My youngest has been pestering me to obtain a copy of Robocop for a while. I finally found a cheap DVD set (yes, it’s usually cheaper to by a set of movies than a single film) and so last night I watched it for the first time in many years.

I warned her that I recalled seeing it back in the day and didn’t think much of it. It wasn’t awful, but there was a reason that I didn’t already own it and also that I had difficulty remembering much about it. I grew up during the peak video culture where teenagers would have parties with music and dancing, and then would settle into watching favorite films on the VCR.

Airplane! was a mainstay of such gatherings, as were more niche films like Evil Dead 2: Dead By Dawn. Aliens was very popular for all the great one-liners.

Anyhow, the premise of Robocop is pretty interesting as is the philosophical question of ensoulment, memory, and of course man vs machine. The core problem with the film is that it is too rooted in its time. The constant newsbreaks and commercials consisting of ham-fisted Reagan-era leftist propaganda are tedious to anyone who lived through the time and completely boring to anyone who didn’t. A huge waste of time and effort that was obsolete within a decade.

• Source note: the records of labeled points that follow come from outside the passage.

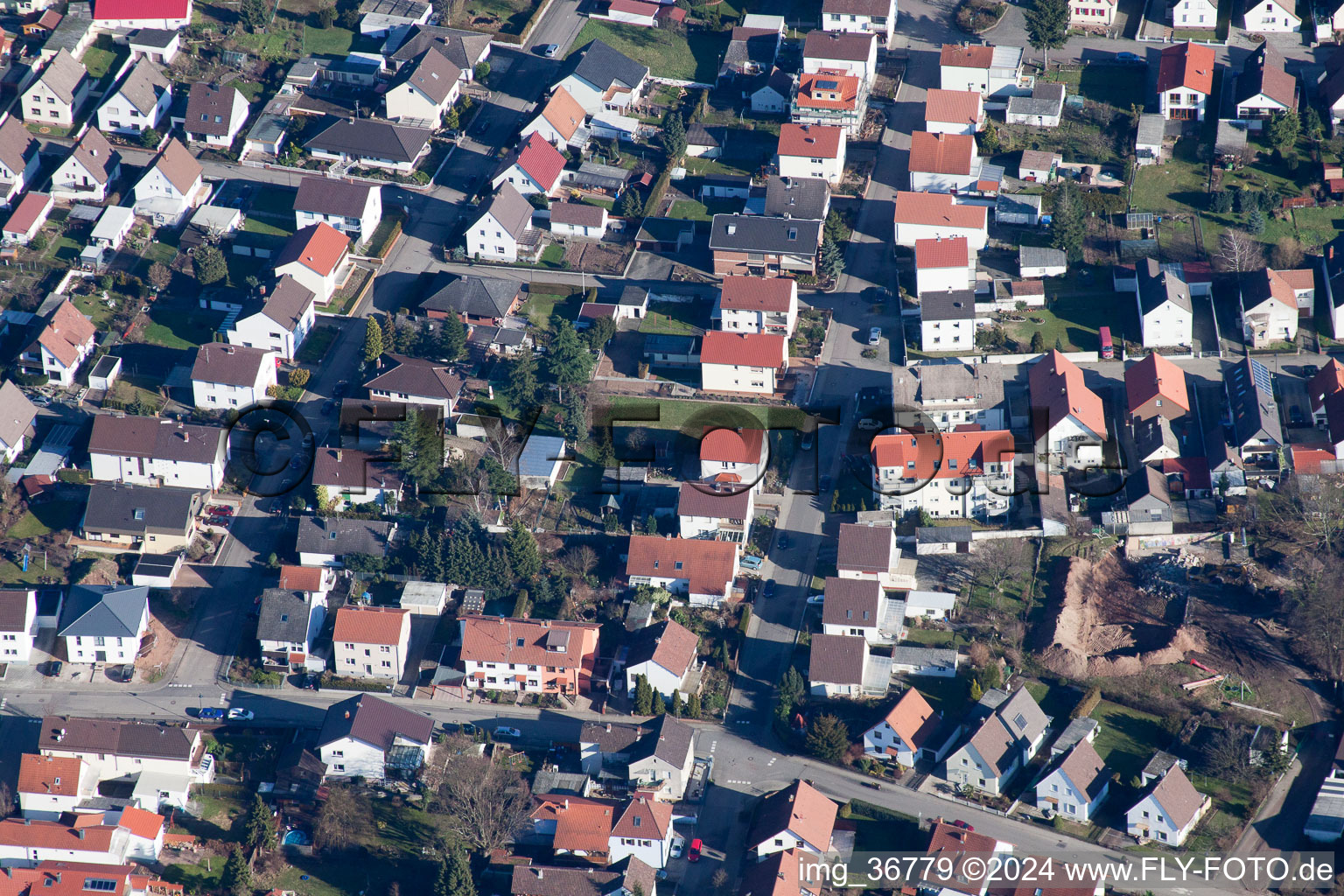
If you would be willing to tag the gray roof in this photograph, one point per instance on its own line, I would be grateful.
(284, 615)
(805, 198)
(1158, 286)
(143, 87)
(340, 536)
(1040, 256)
(17, 414)
(760, 234)
(120, 508)
(604, 66)
(368, 138)
(952, 305)
(100, 610)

On top of that, the villains are extremely cartoonish, and the crime situations make zero sense. If Old Detroit is such a hellhole, no one would keep money out on the counter, and every shop would be a mini-fortress. These kinds of setups were known in the 1980s in actual Detroit, where shops had drive-through bank teller windows behind bullet-proof glass.

Basically the flaws outweigh whatever merits the film had, and I’m not interested in revisiting it again.